Church comments force the head of B.C. Civil Liberties to step down
The head of the British Columbia Civil Liberties Association — one of the most significant civil rights groups in the country — has left her job following an uproar after a social media post that seemed to celebrate the burning of Catholic churches.
In late June, Harsha Walia quote-tweeted a Vice news report regarding Catholic churches that had been burned, following the discoveries of hundreds of unmarked graves near the sites of former residential schools.
“Burn it all down,” Walia wrote.
On Friday, the British Columbia Civil Liberties Association announced Walia had resigned and that the board of directors had accepted her resignation “with heavy hearts.”
In a separate letter, the board of directors said, following Walia’s tweet, the organization faced “inexcusable racism and misogyny and threats to physical and mental safety.”
“We encountered a wave of hateful commentary, fueled by the fact that our executive director is a racialized woman leader.”
Still, the association said
Walia’s tweet, “using a particular turn of phrase in that context” — ie. “burn it all down” — “left some people with the wrong impression about the values and principles to which we adhere.”

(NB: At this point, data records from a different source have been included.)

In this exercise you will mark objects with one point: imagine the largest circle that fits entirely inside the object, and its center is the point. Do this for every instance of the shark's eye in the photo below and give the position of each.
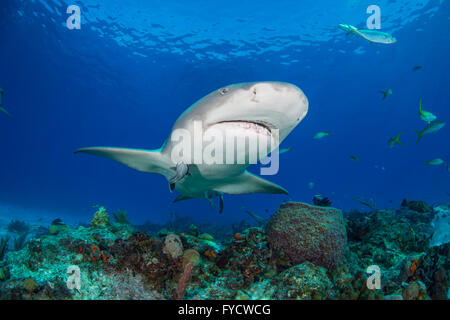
(223, 91)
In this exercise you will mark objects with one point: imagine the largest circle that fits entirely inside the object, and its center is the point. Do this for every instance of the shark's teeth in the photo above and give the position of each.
(247, 125)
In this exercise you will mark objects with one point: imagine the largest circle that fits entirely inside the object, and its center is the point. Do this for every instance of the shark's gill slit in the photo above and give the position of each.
(250, 124)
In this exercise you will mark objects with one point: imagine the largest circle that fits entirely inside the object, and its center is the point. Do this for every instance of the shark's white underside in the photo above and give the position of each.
(259, 109)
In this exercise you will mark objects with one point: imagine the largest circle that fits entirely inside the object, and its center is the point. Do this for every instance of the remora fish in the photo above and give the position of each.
(425, 115)
(258, 109)
(433, 126)
(374, 36)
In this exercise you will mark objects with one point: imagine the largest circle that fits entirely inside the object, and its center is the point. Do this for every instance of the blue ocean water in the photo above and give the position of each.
(134, 66)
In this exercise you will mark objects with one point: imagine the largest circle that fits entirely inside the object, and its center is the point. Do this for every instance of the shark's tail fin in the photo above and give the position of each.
(419, 135)
(142, 160)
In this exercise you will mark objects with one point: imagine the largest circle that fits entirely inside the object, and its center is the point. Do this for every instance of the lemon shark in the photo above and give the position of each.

“We regret the misunderstanding that was caused by the tweet and apologize for the harm the words caused,” the letter said.
The initial tweet caused an uproar among right-wing bloggers and conservative commentators in Canada — and abroad.
Tucker Carlson, the Fox News host, dedicated a segment to church burnings, and called Walia “a monster” in his commentary, before moving on to former Liberal adviser Gerald Butts, who suggested in a tweet that the burning of churches might be “understandable.”
Throughout the drama, Walia has had her supporters; some suggested the idiomatic “burn it all down” had been misconstrued by her critics. In a piece written for The Tyee, Grand Chief Stewart Phillip, the head of the Union of B.C. Indian Chiefs, wrote that “burn it all down” is a call for decolonization not arson, and said the outrage is “pearl clutching.”